I love to walk. I take a long walk at dawn every morning, passing through several local parks. When I travel, I enjoy exploring other cities and countries by walking. Sure, I could get places faster in other ways, but walking allows you to take in the local scenery, as well as really get a good sense of the place. When I did some corporate training in San Jose, California, my client was rather surprised to hear that I hadn't rented a car, but that I was rather planning to walk 30 minutes from my hotel to their office each morning. (I think that I was literally the only person who walked to work in Silicon Valley that week.)
I was thus surprised and disappointed to hear several variations on the same news story recently, all pointing to the fact that pedestrian deaths in the United States have been rising over the last few years — at the same time as they have been falling in other countries.
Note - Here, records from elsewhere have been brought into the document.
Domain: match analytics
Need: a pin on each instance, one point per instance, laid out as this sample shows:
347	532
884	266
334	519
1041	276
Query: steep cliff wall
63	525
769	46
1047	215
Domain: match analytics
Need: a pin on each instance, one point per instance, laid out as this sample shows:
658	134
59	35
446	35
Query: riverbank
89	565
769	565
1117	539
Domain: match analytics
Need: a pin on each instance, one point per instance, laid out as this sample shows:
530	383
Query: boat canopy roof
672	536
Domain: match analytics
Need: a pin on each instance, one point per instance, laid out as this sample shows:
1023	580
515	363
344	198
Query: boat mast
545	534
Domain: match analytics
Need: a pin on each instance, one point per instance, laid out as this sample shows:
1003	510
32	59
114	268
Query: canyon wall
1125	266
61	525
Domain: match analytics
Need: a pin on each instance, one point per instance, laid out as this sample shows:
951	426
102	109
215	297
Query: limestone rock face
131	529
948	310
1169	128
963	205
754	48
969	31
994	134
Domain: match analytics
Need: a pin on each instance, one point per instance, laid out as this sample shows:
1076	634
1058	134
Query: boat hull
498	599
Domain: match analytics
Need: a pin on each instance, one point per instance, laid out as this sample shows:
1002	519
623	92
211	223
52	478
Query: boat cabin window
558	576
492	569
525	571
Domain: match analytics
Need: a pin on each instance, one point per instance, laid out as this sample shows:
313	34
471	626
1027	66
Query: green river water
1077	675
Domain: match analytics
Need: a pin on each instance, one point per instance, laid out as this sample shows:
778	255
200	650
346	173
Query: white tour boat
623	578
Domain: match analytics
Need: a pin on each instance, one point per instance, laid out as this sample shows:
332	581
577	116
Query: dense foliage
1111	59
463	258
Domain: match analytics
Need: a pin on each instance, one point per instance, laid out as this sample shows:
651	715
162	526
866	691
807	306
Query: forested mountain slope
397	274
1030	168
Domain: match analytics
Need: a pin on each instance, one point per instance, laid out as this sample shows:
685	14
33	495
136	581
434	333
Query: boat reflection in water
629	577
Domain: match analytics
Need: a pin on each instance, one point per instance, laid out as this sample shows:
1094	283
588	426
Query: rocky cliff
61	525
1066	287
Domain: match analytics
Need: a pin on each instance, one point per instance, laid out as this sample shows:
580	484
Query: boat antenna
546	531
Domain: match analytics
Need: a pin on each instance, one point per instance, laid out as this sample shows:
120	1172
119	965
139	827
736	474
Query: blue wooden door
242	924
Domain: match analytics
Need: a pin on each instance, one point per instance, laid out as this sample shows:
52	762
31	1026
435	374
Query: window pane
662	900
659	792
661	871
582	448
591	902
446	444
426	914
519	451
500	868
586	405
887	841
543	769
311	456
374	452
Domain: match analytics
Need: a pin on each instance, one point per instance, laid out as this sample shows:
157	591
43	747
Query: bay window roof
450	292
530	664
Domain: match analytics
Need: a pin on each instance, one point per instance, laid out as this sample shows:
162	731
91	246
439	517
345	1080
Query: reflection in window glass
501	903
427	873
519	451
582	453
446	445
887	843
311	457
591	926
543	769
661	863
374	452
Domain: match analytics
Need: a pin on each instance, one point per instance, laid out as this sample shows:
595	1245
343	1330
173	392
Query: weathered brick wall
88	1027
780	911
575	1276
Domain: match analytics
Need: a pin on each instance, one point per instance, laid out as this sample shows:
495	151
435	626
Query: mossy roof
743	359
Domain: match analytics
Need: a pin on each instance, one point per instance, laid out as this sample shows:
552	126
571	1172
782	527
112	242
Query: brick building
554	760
This was more prominently mentioned in the New York Times (https://www.nytimes.com/interactive/2023/12/11/upshot/nighttime-deaths.html?unlocked_article_code=1.JE0.6nDD.DwDlgNGWvbej&smid=url-share), but it was also mentioned on Slate's Political Gabfest (https://slate.com/podcasts/political-gabfest/2023/07/extreme-weather-heat-and-floods-are-killing-us-political-gabfest), and was previously the subject of a Vox article (https://www.vox.com/23784549/pedestrian-deaths-traffic-safety-fatalities-governors-association).
One reason for the higher fatalities, according to this analysis, is the growth of "stroads." To be honest, I never really thought about the difference between a "street" and a "road," but it seems that urban planners see them as totally different: Streets are where people do things with one another, including buying things and congregate. Road, by contrast, are where cars can go at higher speeds, unimpeded by too many pedestrians. The term "stroad" (https://en.wikipedia.org/wiki/Stroad) refers to something that has the locations people want or need to visit in person, such as supermarkets and movie theaters, but that have little or no space for pedestrians. The stories basically say that people who walk along these stroads, especially at night, are at high risk for being injured or killed, and that other countries are more likely to make commercial areas accessible on foot.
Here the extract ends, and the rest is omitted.